Teknisi Skadron Udara 15 Lanud Iswahjudi mengecek pesawat sebelum melaksanakan pengeboman malam hari di AWR Pulung, Desa Suren, Kecamatan Mlarak, Ponorogo, Rabu. (27/3 - 2019). (Istimewa/Lanud Iswahjudi)
28 Maret 2019 16:05 WIB Abdul Jalil Madiun Share :

Madiunpos.com, MAGETAN -- Penerbang tempur Lanud Iswahjudi berlatih menembak air to ground pada malam hari di Air Weapon Range (AWR) Pulung, Desa Suren, Kecamatan Mlarak, Kabupaten Ponorogo. Latihan pengeboman ini dilaksanakan selama dua hari Rabu-Kamis (27-28/3/2019).

Komandan Lanud Iswahjudi Marsekal Pertama TNI Widyargo Ikoputra mengatakan penerbang tempur yang mengikuti kegiatan latihan ini dari Skadron Udara 3 dan Skadron Udara 15. Latihan menggunakan pesawat F-16 Fighting Falcon dan T-50i Goden Eagle dengan bom BL 25.

"Latihan penembakan air to ground ini dilaksanakan di AWR Pulung Ponorogo. Latihan pertempuran ini memang dilakukan pada malam hari pada Rabu dan Kamis," kata dia kepada wartawan, Kamis (28/3/2019).

Untuk take off dan landing mengambil lokasi di Lanud Adi Soemarmo Solo. Pada hari pertama, pesawat F-16 melaksanakan pengeboman sebanyak 6 sorties dan me-release 36 bom, sedangkan pesawat T-50i berhasil me-release 24 hanya dengan empat sorties.

Menurut Danlanud, latihan pengeboman pada malam hari ini merupakan exercise yang harus dilalui seorang penerbang tempur. Hal ini menjadi pencapaian profesionalitas sebagai seorang penerbang tempur.

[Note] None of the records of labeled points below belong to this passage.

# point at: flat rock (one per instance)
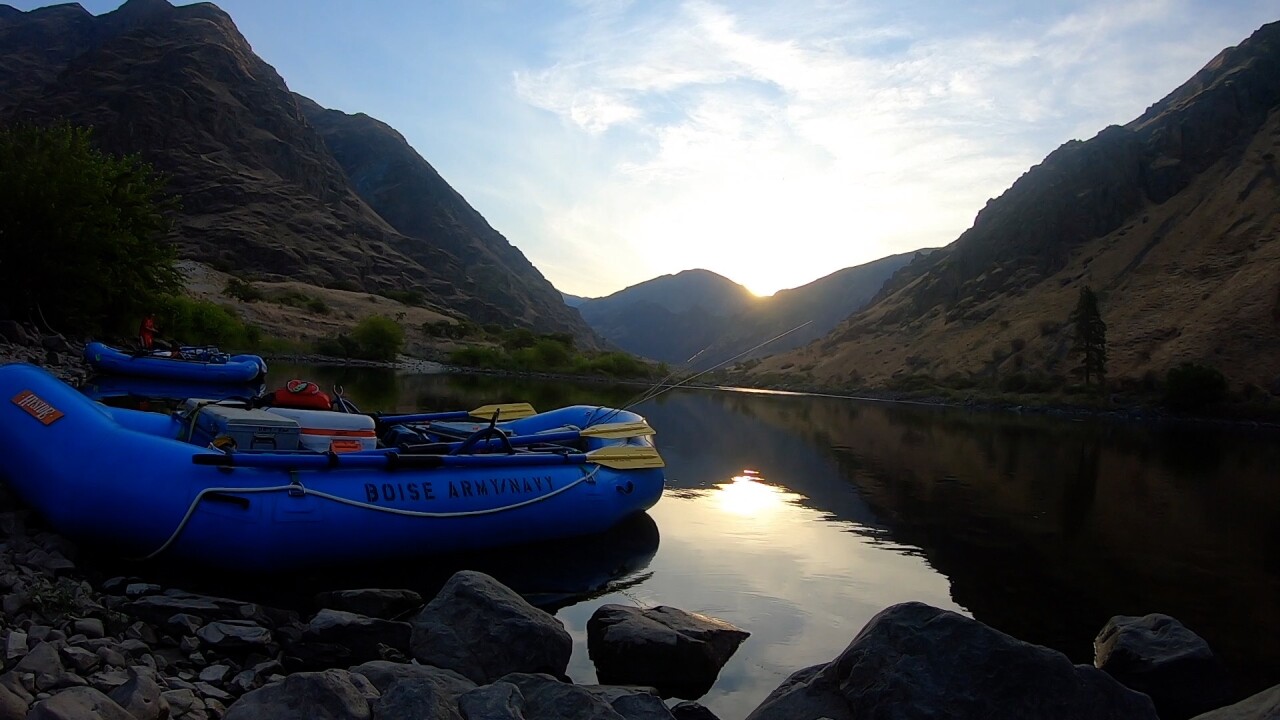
(679, 652)
(915, 661)
(484, 630)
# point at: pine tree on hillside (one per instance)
(1091, 337)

"Setiap penerbang tempur harus dapat mencapai hal itu. Ini berguna dalam menghadapi situasi yang sulit yang tidak diharapkan," jelas Marsma TNI Iko.

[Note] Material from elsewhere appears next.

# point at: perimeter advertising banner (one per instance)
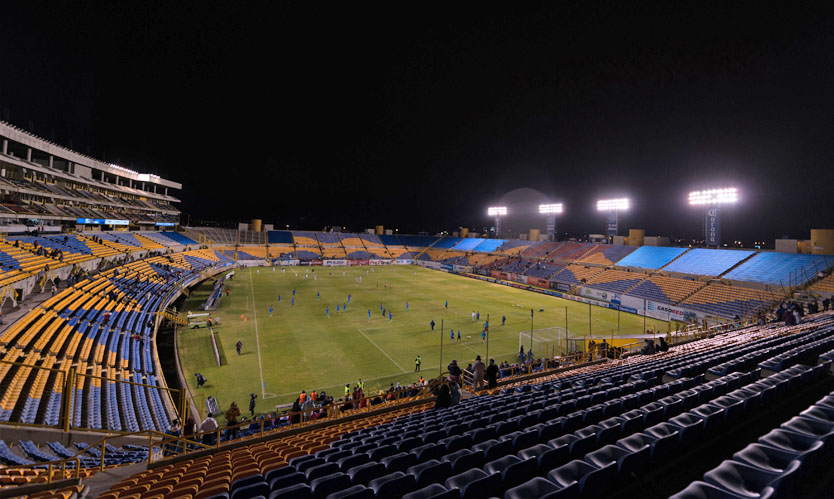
(713, 227)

Latihan pengeboman ini diklaim tidak mengganggu masyarakat karena kegiatan ini dilakukan di daerah khusus latihan militer di Ponorogo. Skenario dalam latihan ini, pesawat mengebom dan menembaki target yang dipasang di bawah.

Adapun penerbang yang terlibat dalam latihan pengeboman malam hari Mayor Pnb Dharma S. Gultom bersama Kapten Pnb Yerik menggunakan pesawat T-50i dengan nomor TT-5001, Lettu Pnb Stefanus (TT-5010), Mayor Pnb Yudisthira bersama Kapten Pnb Yerik TT-5004, dan Kapten Pnb Kustaman menggunakan pesawat nomor TT-5010.

Sementara dari Skadron Udara 3 yaitu Mayor Pnb Bambang Aulia Yudistira dua sorties menggunakan pesawat F-16 dengan nomor TS-1637 Lettu Pnb Fulgentius Dio Prakoso TS-1642, Kapten Pnb Windi dua sorties TS-1639, dan Kapten Pnb Ferry Rachman TS-1637.